Single by Benny Hill
- Released: 1963
- Length: 2:22
- Label: Pye
- Songwriter(s): Benny Hill, Tony Hatch

Benny Hill singles chronology
| "Transistor Radio" (1961) | "Harvest of Love" (1963) | "Ernie (The Fastest Milkman in the West)" (1971) |

= Harvest of Love =

"The Harvest Of Love" is a short comedy song, co-written and originally performed by Benny Hill, released on Pye Records (7N.15520). The other writer was shown as "M. Anthony", a pseudonym for the producer, Tony Hatch. The song was a #20 hit in the UK Singles Chart in 1963, and has appeared on several compilation albums as well as being covered by the Wurzels. The Benny Hill version was flipped with another Hill composition, "BAMba 3688". The record also saw a U.S. release on Rust (5079).

The song is sung from the point of view of a farmhand who has fallen in love (or at least, lust) with a young lady. Hill's vocals were accompanied by the Kestrels, who instead of singing, provided a vocal back-up of farmyard impressions. The accompaniment was directed by Hatch. The Kestrels at that time were Roger Greenaway, Tony Burrows, Jeff Williams, and Roger Gullane.

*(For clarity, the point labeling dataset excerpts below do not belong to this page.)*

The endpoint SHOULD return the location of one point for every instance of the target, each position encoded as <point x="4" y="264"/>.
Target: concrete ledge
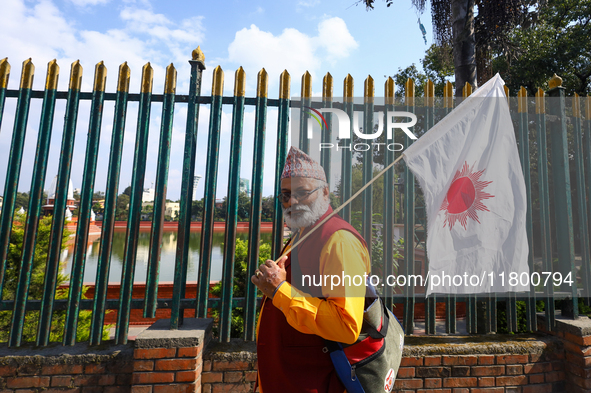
<point x="192" y="333"/>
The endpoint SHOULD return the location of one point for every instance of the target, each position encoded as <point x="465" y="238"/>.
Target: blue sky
<point x="333" y="36"/>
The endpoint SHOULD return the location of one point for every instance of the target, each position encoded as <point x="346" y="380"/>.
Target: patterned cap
<point x="299" y="164"/>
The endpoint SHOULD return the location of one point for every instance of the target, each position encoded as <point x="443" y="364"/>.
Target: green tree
<point x="13" y="268"/>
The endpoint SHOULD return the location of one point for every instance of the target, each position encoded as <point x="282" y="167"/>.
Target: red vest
<point x="290" y="361"/>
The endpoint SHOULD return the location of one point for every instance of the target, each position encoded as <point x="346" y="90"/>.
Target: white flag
<point x="469" y="170"/>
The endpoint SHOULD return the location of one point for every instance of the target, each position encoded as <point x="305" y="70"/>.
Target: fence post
<point x="562" y="194"/>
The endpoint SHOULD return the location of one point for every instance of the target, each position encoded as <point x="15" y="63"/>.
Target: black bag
<point x="371" y="363"/>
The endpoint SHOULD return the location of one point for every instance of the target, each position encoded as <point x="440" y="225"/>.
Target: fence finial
<point x="27" y="74"/>
<point x="239" y="79"/>
<point x="577" y="106"/>
<point x="306" y="85"/>
<point x="348" y="87"/>
<point x="522" y="100"/>
<point x="124" y="75"/>
<point x="555" y="82"/>
<point x="4" y="73"/>
<point x="53" y="71"/>
<point x="170" y="80"/>
<point x="284" y="84"/>
<point x="368" y="89"/>
<point x="262" y="83"/>
<point x="217" y="88"/>
<point x="327" y="83"/>
<point x="147" y="78"/>
<point x="540" y="103"/>
<point x="198" y="55"/>
<point x="100" y="76"/>
<point x="76" y="75"/>
<point x="389" y="90"/>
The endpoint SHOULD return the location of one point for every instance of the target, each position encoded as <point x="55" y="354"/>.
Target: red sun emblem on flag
<point x="464" y="197"/>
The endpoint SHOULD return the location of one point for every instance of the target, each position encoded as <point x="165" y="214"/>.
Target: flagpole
<point x="343" y="205"/>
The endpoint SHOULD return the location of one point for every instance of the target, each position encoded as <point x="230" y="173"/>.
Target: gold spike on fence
<point x="284" y="85"/>
<point x="348" y="88"/>
<point x="124" y="76"/>
<point x="4" y="73"/>
<point x="306" y="85"/>
<point x="147" y="78"/>
<point x="76" y="75"/>
<point x="262" y="83"/>
<point x="170" y="80"/>
<point x="239" y="82"/>
<point x="53" y="71"/>
<point x="327" y="87"/>
<point x="430" y="93"/>
<point x="577" y="106"/>
<point x="368" y="89"/>
<point x="100" y="76"/>
<point x="467" y="90"/>
<point x="27" y="74"/>
<point x="217" y="84"/>
<point x="198" y="55"/>
<point x="409" y="92"/>
<point x="389" y="91"/>
<point x="540" y="102"/>
<point x="522" y="100"/>
<point x="555" y="82"/>
<point x="448" y="93"/>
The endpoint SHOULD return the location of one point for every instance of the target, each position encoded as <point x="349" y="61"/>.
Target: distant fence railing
<point x="568" y="149"/>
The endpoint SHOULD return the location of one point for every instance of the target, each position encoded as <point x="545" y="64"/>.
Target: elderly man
<point x="295" y="321"/>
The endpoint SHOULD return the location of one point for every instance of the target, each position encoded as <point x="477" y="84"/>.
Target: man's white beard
<point x="307" y="215"/>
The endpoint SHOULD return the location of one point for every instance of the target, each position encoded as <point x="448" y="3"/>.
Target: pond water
<point x="167" y="257"/>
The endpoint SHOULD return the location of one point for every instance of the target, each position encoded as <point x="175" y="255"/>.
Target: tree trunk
<point x="464" y="44"/>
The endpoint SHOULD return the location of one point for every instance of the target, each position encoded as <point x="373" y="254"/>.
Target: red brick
<point x="432" y="382"/>
<point x="144" y="378"/>
<point x="485" y="360"/>
<point x="486" y="381"/>
<point x="175" y="364"/>
<point x="537" y="368"/>
<point x="410" y="362"/>
<point x="175" y="388"/>
<point x="515" y="369"/>
<point x="459" y="382"/>
<point x="141" y="389"/>
<point x="189" y="352"/>
<point x="512" y="359"/>
<point x="547" y="388"/>
<point x="61" y="381"/>
<point x="143" y="365"/>
<point x="212" y="377"/>
<point x="233" y="376"/>
<point x="484" y="371"/>
<point x="62" y="369"/>
<point x="512" y="381"/>
<point x="460" y="360"/>
<point x="95" y="369"/>
<point x="223" y="365"/>
<point x="406" y="372"/>
<point x="154" y="353"/>
<point x="536" y="378"/>
<point x="554" y="376"/>
<point x="27" y="382"/>
<point x="432" y="360"/>
<point x="408" y="384"/>
<point x="186" y="376"/>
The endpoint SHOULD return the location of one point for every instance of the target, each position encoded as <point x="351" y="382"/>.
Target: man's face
<point x="309" y="207"/>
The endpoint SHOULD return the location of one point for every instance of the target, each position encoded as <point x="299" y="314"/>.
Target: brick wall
<point x="66" y="369"/>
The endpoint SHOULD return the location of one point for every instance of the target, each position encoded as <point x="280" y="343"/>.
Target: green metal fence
<point x="570" y="154"/>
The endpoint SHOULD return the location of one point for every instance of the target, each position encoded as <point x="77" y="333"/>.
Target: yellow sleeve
<point x="340" y="316"/>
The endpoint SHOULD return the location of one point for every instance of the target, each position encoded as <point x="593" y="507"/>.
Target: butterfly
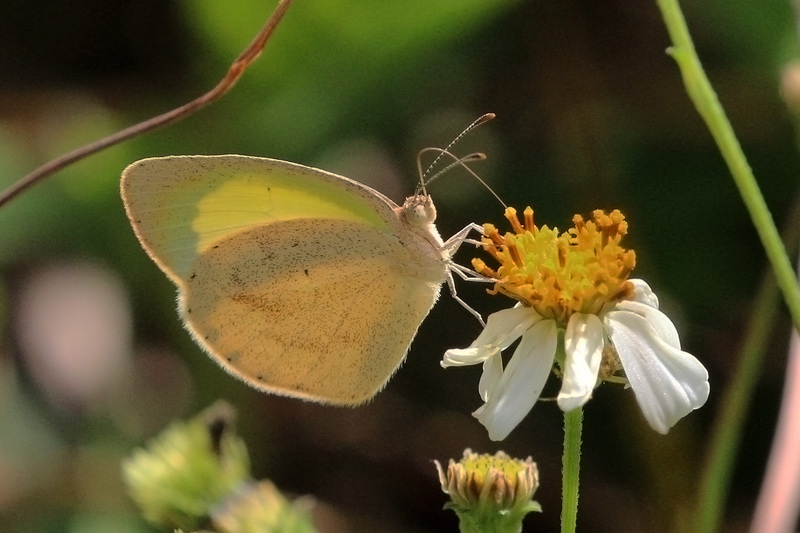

The lyrics included such lines as:
"And as the horse and I plough the field nearby,
Your memory I can't erase,
For while I walk at the rear of the horse, my dear,
I seem to see your face."
At the end of the song it turns out that the narrator is already married.

In September 2013, the original pressing of the single was found in private storage and sold for £10 at auction on the ITV daytime series Storage Hoarders.